U.S. federal courts ruled that a sovereign country had breached a key clause in its bond indenture but that country refused to pay certain categories of bondholders.

Analysis: Analyzed every single twist and turn of complex litigation through the federal court system, helping to enable opportunistic trading of bonds through extremely volatile price action. When the country later defaulted on its debt, helped guide an ad hoc committee of bondholders during litigation and settlement negotiations.


Market was concerned that a securities class action against a quasi-sovereign entity (“QSE”) heading to an imminent trial would either yield a massive jury verdict or force the QSE to pay a massive settlement to QSE shareholders to avoid such a jury trial and verdict.

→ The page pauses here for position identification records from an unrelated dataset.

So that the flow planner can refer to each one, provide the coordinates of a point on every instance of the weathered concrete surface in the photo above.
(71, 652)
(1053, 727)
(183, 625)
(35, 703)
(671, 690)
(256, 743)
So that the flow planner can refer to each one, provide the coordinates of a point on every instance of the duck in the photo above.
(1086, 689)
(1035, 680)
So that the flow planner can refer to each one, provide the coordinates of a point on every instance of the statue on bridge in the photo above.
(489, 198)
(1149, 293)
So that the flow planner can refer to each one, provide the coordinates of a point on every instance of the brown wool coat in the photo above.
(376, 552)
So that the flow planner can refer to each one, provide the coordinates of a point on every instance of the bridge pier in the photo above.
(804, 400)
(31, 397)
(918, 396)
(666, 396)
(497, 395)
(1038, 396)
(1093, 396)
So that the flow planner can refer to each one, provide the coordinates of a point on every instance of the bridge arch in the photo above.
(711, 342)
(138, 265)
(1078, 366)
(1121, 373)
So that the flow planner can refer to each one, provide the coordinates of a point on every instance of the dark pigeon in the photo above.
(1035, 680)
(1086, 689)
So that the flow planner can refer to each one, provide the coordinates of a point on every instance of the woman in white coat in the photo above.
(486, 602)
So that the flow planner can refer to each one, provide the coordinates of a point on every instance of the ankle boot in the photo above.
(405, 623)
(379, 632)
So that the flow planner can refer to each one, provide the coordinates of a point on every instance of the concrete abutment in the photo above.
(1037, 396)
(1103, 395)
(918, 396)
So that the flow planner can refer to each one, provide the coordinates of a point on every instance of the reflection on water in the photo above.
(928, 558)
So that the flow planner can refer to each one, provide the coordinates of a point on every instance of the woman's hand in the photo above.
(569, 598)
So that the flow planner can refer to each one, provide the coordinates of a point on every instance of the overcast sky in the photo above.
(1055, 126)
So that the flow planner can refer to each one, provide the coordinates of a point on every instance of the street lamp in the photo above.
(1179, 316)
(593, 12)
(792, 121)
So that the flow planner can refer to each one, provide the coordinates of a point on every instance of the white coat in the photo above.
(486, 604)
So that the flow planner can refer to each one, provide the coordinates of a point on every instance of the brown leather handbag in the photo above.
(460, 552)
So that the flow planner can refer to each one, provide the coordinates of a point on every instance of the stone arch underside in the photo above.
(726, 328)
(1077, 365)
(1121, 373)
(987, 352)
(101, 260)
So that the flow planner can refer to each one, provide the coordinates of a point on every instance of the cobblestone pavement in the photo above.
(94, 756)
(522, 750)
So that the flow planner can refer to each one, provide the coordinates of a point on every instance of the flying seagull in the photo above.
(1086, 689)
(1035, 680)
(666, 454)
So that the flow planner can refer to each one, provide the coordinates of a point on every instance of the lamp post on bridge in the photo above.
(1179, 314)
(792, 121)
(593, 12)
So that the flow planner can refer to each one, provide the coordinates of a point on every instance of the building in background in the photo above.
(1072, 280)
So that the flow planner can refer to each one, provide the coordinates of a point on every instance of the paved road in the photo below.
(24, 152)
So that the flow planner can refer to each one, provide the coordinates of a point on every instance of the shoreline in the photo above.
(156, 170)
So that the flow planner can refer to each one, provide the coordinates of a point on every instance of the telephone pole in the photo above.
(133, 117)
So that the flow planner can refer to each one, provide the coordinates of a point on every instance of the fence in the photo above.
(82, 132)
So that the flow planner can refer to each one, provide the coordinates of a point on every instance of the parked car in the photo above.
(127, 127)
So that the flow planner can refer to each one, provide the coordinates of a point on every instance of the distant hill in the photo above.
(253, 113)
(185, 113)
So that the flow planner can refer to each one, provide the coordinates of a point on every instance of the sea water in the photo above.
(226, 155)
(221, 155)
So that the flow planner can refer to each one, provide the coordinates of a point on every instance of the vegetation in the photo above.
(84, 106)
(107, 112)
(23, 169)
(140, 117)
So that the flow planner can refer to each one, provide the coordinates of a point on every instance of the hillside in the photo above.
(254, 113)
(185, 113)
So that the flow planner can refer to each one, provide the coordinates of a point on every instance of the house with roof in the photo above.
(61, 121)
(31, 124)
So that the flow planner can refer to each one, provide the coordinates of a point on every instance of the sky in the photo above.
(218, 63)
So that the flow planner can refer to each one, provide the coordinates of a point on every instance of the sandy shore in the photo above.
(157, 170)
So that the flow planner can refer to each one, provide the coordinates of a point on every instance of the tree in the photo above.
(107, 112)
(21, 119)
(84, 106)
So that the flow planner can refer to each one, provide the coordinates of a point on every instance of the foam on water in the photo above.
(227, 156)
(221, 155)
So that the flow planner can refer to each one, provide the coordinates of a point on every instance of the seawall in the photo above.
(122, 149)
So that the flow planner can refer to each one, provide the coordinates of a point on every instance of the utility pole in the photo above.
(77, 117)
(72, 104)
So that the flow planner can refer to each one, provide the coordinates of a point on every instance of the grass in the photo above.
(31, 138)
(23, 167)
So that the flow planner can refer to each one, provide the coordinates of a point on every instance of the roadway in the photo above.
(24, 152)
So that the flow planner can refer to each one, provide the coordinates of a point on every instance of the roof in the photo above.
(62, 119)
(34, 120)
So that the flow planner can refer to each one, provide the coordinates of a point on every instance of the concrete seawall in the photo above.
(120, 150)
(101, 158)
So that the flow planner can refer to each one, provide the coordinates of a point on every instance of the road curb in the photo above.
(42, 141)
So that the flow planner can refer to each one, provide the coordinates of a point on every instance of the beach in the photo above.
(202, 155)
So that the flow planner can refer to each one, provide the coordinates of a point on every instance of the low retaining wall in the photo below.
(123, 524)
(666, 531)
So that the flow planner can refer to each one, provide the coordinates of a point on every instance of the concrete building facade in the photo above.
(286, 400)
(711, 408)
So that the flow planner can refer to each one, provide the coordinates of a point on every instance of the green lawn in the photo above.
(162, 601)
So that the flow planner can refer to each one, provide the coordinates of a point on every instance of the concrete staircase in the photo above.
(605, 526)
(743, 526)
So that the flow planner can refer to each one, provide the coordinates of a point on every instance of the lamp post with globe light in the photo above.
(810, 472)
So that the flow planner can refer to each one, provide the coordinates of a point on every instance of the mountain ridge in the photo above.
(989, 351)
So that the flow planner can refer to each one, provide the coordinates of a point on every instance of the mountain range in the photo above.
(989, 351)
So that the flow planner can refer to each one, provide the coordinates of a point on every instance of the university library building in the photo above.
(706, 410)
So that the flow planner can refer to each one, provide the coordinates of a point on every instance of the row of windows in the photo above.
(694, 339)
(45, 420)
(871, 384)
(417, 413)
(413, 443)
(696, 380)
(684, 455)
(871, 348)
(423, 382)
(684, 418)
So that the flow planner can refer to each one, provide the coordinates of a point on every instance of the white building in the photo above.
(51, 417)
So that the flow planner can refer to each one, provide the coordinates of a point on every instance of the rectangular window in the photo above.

Analysis:  Projected that the federal court judge’s class certification ruling would be modified on appeal which would give the QSE time and new-found leverage to negotiate a reasonable settlement and thus avoid trial and a large jury verdict.  Advised that the market had significantly overestimated the true cost to settle the class action and that the eventual shareholder settlement would be much lower than market expectations. This de-risked the litigation.


Pharmaceutical company withdrew a blockbuster drug after studies showed it had negative health consequences —  causing the company’s stock to sink due to lost sales and projections of massive future litigation liability.

Analysis:  Concluded that (1) the market mistakenly saw the drug litigation as “the next asbestos debacle,” failed to appreciate the significant differences between the company’s drug litigation and asbestos litigation and ignored the company’s ability to eventually win jury trials; (2) all the claims would eventually settle for a fraction of the litigation cost built into the stock price.  Helped to de-risk the litigation.

These observations and analyses were conducted by Mitchell Sockett as an employee of King Street Capital Management.  In this role, Mr. Sockett was not responsible for portfolio management decisions, but rather assisted the portfolio management team in analyzing an investment from a litigation perspective.  These cases are meant to exemplify Mr. Sockett’s analysis and the execution of PointPrecedent’s strategy, and should not be viewed as representative of all analyses conducted by, and recommendations made by, Mr. Sockett.